Woman running for WeHo City Council speaks out about receiving racist threats

A woman running for the West Hollywood City Council said she is facing racist threats because of her background.

Sepi Shyne is an Iranian woman who identifies as lesbian, and is married to a woman. Shyne ran for city council last year, and is running again this year. She said she has received threats online.

"There was a gentleman who posted on one of my videos like 'we don't want a Muslim terrorist running city hall, if you come to my door, I'm going to mace you' and I was taken aback that somebody would say something like that," said Shyne.

Shyne said the most recent threats came to her Instagram direct messages, and she posted photos of the threats on her social media.

"They [the messages] are really beyond anything I can imagine. They not only said horrible things about Iranians, Jewish Iranians, Israel and myself, but then they brought my mother into it," said Shyne.

Shyne posted about her experience on her public page to inform others.

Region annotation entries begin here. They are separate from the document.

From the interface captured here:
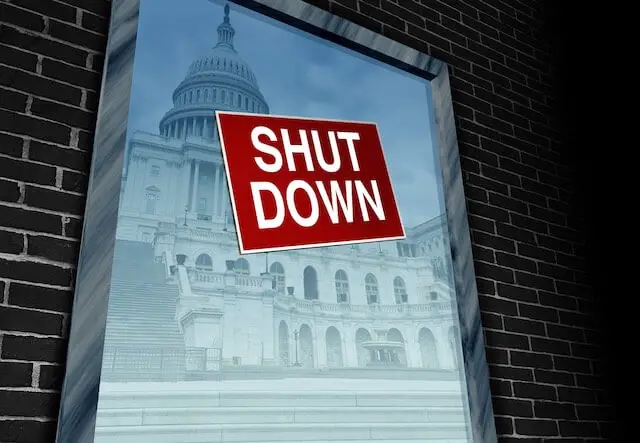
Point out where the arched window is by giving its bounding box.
[269,262,284,294]
[393,277,408,305]
[335,269,349,303]
[364,274,380,305]
[144,186,160,214]
[196,254,213,271]
[233,258,250,275]
[302,266,318,300]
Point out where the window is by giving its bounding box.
[364,274,380,305]
[144,187,160,214]
[233,258,250,275]
[302,266,319,300]
[196,254,213,271]
[269,262,285,294]
[396,242,417,257]
[335,269,349,303]
[431,257,446,278]
[393,277,408,305]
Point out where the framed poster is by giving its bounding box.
[57,0,496,443]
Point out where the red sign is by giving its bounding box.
[216,111,405,254]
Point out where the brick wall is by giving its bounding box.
[0,0,613,443]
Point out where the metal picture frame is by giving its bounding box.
[56,0,497,443]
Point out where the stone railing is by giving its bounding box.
[187,268,272,292]
[275,295,452,318]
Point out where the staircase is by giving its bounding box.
[102,241,185,381]
[94,379,469,443]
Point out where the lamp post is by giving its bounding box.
[293,330,302,367]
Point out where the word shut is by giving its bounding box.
[216,111,405,254]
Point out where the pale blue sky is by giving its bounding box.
[129,0,441,227]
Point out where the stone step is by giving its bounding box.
[94,421,466,443]
[99,390,462,409]
[96,407,464,427]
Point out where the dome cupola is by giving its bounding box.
[160,4,269,139]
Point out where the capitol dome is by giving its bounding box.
[159,5,269,139]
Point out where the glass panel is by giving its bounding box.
[95,0,471,443]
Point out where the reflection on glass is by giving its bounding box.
[95,0,468,443]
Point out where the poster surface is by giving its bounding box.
[81,0,484,443]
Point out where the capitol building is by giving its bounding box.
[96,6,466,443]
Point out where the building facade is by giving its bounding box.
[105,7,459,376]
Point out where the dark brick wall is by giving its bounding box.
[0,0,614,443]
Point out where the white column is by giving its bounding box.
[191,160,200,214]
[213,163,222,216]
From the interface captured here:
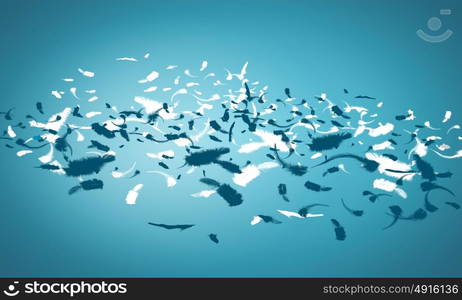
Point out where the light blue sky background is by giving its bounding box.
[0,0,462,277]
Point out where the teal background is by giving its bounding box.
[0,0,462,277]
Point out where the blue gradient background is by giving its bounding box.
[0,0,462,277]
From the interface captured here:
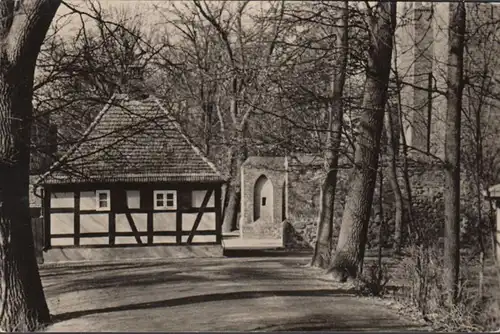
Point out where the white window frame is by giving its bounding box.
[95,190,111,211]
[153,190,177,210]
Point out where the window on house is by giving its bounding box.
[95,190,111,211]
[153,190,177,210]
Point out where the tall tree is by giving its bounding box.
[444,1,466,303]
[329,1,396,281]
[311,1,349,268]
[0,0,60,331]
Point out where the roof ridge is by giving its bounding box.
[149,95,222,176]
[36,94,118,184]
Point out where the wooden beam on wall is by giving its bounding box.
[43,189,50,249]
[125,212,142,245]
[73,191,80,246]
[187,189,213,244]
[215,186,222,244]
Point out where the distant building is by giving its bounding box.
[240,154,323,246]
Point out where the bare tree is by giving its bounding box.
[444,2,466,304]
[329,2,396,281]
[311,1,349,268]
[0,0,60,331]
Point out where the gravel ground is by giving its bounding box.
[41,256,425,332]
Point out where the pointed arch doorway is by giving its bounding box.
[253,175,274,223]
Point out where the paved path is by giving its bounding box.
[41,257,428,331]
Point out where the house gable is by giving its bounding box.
[40,95,223,184]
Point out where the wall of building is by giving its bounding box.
[44,184,221,253]
[240,165,286,239]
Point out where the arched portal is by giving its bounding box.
[253,175,274,222]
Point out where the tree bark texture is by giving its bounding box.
[222,131,247,232]
[329,2,396,281]
[0,0,59,331]
[386,109,404,253]
[444,2,466,303]
[311,1,349,268]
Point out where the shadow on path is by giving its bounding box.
[52,289,354,323]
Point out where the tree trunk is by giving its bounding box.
[386,109,404,254]
[444,2,465,304]
[222,131,247,233]
[0,0,60,331]
[329,2,396,281]
[0,75,50,331]
[311,1,349,268]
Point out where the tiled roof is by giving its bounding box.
[42,95,223,184]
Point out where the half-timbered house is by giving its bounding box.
[40,95,224,261]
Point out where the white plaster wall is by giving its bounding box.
[182,212,216,231]
[50,213,75,234]
[115,235,148,245]
[182,234,217,242]
[50,192,75,208]
[50,238,75,246]
[80,191,96,210]
[153,212,176,231]
[153,235,177,244]
[126,190,141,209]
[191,190,215,208]
[115,213,148,232]
[80,237,109,245]
[80,213,109,233]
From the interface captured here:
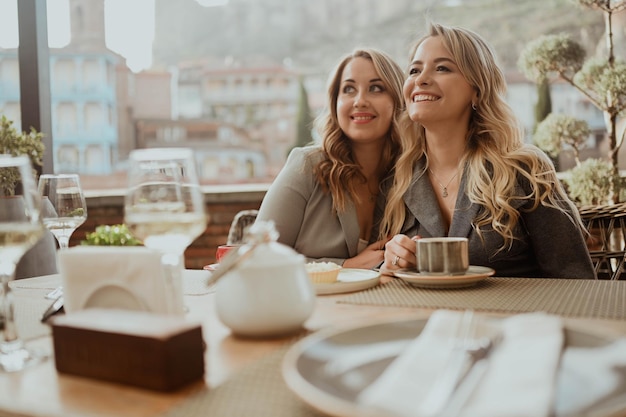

"Given what has happened to other people of color running and there's been articles that women that run for office and then get into office receive a lot of threats and abuse so I think it's important to talk about it. It's things that no candidate should be going through because my focus needs to be running for office and what I'm going to do to make the lives of our residents and businesses better. As people of color running for office, there's so few of us and whenever we are the first or one of the few, things like this do come up. It goes with the territory of creating change unfortunately," Shyne said.

Shyne said she reported the messages and accounts who sent the messages to Instagram.

"They [Instagram] took it under consideration, and I got a response that these accounts don't violate their community guidelines so they didn't do anything to delete their accounts or take any action unfortunately. I think that is completely unacceptable. There's one thing we do have freedom of speech, however, hate speech, there's no freedom for hate speech, and these can actually be considered forms of hate crimes in my opinion so they need to tighten up their guidelines," said Shyne.

Shyne believes it's important for candidates of color to talk about the challenges they face.

"Representation is absolutely important because there needs to be more black, indigenous and people of color in office and more women in office. We still have huge disparities," said Shyne.

Shyne discussed the BLM protests, and said they are important, but the discussion needs to continue.

"I'm very grateful that we had a lot of people participating in the Black Lives Matter marches. All of that energy needs to be shifted in different ways. One is self reflection and self work. Walking in a BLM march one time, two times, four times is incredible and a great act of solidarity. The next step of really becoming anti-racist is doing the work, reading up on anti-racism, reading about the history of systemic racism and working to actively dismantle it," she said.

Shyne said since she posted about her experience, other people of color have reached out to her sharing their experiences with racism too.